Is this FB member a member here? The reason I asked, is I would watch out for them selling froglets here, and avoid someone getting a terrible deal on a dying froglet... Thanks for the info!

JBear


----------



## Paul G (Feb 27, 2007)

Thats what I figured. (selling the frog)
They are a pretty large company with close to 5,000 FB friends and specialize in ball python morphs, Bearded Dragon morphs and most recently they now claim to specialize in dart frogs. (tincs only)

They sent me a message that was really nice not too long ago thanking me for help but they still don't seem convinced there is anything wrong with the frog but they admitted it looks somewhat different than other frogs from the same breeding.

They also claimed that they didn't delete my comments on the pics or report me. They said it must have been someone else on their friends list. That doesn't sound like something someone can do to anothers profile but whatever. 
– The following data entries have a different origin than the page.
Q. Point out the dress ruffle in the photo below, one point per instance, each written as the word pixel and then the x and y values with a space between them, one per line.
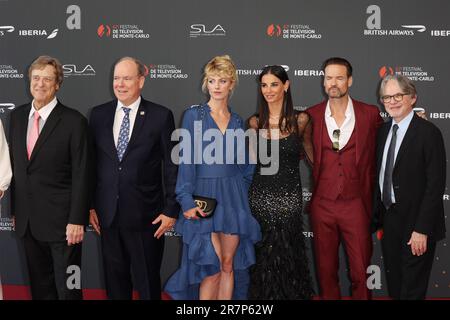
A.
pixel 199 259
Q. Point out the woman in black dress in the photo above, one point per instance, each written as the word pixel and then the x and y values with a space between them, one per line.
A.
pixel 281 270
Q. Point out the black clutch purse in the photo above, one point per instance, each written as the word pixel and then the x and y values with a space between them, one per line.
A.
pixel 208 205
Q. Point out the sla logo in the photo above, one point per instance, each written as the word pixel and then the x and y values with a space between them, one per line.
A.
pixel 104 30
pixel 201 30
pixel 4 29
pixel 274 30
pixel 384 71
pixel 73 70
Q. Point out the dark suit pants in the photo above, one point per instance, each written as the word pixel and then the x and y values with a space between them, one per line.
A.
pixel 132 255
pixel 48 264
pixel 407 275
pixel 333 221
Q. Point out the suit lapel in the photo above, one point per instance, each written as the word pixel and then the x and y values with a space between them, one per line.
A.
pixel 107 142
pixel 138 123
pixel 407 140
pixel 49 126
pixel 382 136
pixel 318 141
pixel 361 130
pixel 22 133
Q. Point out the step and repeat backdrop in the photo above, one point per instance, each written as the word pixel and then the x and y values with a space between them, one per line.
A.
pixel 176 38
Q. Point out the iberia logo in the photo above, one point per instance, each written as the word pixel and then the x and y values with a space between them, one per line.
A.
pixel 274 30
pixel 104 30
pixel 384 71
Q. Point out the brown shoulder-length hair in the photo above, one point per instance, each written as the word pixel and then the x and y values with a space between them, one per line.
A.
pixel 288 120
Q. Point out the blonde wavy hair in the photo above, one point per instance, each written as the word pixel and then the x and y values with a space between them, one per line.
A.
pixel 222 66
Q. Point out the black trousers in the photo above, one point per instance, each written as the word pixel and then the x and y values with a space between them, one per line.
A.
pixel 407 275
pixel 132 255
pixel 50 264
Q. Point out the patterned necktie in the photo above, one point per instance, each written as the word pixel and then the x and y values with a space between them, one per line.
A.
pixel 389 167
pixel 33 134
pixel 124 133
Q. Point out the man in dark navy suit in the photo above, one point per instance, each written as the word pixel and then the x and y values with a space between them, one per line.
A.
pixel 410 184
pixel 49 190
pixel 134 202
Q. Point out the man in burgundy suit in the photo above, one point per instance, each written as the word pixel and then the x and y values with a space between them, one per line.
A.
pixel 344 138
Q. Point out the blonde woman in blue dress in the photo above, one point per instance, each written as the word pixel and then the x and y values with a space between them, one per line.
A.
pixel 217 251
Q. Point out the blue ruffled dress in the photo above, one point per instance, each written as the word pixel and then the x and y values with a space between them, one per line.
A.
pixel 228 184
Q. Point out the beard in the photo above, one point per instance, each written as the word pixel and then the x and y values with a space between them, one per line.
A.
pixel 336 94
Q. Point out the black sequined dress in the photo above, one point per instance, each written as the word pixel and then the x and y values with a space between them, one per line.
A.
pixel 281 271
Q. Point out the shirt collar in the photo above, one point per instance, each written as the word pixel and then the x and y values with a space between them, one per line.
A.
pixel 45 111
pixel 134 106
pixel 349 111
They are not a member of DB to my knowledge.



jbherpin said:


> Maybe the person was aiming to still sell this poor example and considered you a threat toward that success. Were you trying to be helpful? Sure, no doubt. Would I have done the same on FB? Absolutely. We should look to help other hobbiests when we see something may be wrong with a frog, viv, etc. It is a shame people would rather silence opposition, rather than take the advice, and, assuredly, NOT sell that froglet. Good for you for trying to do the right thing.
> 
> Is this FB member a member here? The reason I asked, is I would watch out for them selling froglets here, and avoid someone getting a terrible deal on a dying froglet... Thanks for the info!
> 
> JBear


----------



## james67 (Jun 28, 2008)

come on folks, that frog has an obvious issue with its front limbs. even the bones in the digits look horribly deformed. if i got a froglet that looked like that, it would be promptly euthanized. 

i think its fair that you said something about SLS, which is the obvious symptom the froglet is showing. i cant believe its actually holding itself up!

james


----------



## Ed (Sep 19, 2004)

James,

If you look at the first picture, there appears to also be cranial malformation which has been reported in a few places in the literature early in the documentation of SLS, but if there is malformation we have to consider other potential issues (such as MBD or hypervitaminosis of A). That is why I suggested better pictures are required and that it may not actually be SLS. I was not indicating that there is nothing wrong with the frog. Paul had that correct but the question was whether it was SLS or not. 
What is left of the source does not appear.